Supporting the Uptake of Nursing Guidelines: What You Really Need to Know to Move Nursing Guidelines into Practice
Why this work is in the frame
A frame that forgets how it found something cannot be audited. These are the routes that admitted this work.
Bibliographic record
Abstract
BACKGROUND: There is a current push to use best practice guidelines (BPGs) in health care to enhance client care and outcomes. Even though intensive resources have been invested internationally to develop BPGs, a gap in knowledge exists about how to consistently and efficiently move them into practice. METHODS: Constructivist grounded theory was used to explore the complex processes of a breastfeeding BPG implementation and uptake in three acute care hospitals. Interviews (n = 120) with 112 participants representing clients, nurses, lactation consultants, midwives, physicians, managers, administrators, and nurse educators as well as document and field note analysis informed this study. Data were analyzed using constant comparison and coding steps outlined by Charmaz: initial coding, selective (focused) coding, then theoretical coding. Triangulation of data types and sources were used as well as theoretical sampling. Data were collected from 2009 to 2010. RESULTS: Two sites showed BPG uptake while one did not.
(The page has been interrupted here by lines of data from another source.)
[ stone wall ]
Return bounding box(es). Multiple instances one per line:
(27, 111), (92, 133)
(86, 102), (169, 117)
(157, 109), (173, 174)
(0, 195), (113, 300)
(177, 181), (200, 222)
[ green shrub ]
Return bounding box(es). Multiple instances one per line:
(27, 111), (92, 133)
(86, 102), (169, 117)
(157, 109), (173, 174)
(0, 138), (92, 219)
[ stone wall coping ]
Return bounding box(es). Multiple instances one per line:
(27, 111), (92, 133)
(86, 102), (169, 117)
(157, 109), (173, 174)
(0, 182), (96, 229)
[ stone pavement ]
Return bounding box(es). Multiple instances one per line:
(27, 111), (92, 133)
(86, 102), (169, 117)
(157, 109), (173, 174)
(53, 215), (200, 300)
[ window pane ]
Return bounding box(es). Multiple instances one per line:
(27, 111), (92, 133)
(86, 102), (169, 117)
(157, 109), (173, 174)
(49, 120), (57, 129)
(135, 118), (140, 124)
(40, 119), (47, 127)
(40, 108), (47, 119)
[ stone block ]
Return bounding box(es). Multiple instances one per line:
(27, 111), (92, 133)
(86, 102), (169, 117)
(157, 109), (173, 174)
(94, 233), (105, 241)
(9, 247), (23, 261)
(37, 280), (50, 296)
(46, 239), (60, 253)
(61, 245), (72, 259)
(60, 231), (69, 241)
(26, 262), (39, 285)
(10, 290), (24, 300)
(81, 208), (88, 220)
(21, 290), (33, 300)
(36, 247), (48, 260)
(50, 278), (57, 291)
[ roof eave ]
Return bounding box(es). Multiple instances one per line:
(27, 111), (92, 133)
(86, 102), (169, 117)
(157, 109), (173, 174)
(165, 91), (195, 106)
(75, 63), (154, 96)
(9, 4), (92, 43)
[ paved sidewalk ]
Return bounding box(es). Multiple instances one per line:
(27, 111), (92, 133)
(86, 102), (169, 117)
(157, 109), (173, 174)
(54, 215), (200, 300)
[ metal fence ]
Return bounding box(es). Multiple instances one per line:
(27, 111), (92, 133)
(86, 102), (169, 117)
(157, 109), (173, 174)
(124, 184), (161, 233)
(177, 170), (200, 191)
Factors present in the uptake sites included, ongoing passionate frontline leaders, the use of multifaceted strategies, and processes that occurred at organizational, leadership, individual and social levels. Particularly noteworthy was the transformation of individual nurses to believing in and using the BPG. Impacts occurred at client, nurse, unit, inter-professional, organizational and system levels. CONCLUSIONS: A conceptual framework: Supporting the Uptake of Nursing Guidelines, was developed that reveals essential processes used to facilitate BPG uptake into nursing practice and a process of nurse transformation to believing in and using the BPG.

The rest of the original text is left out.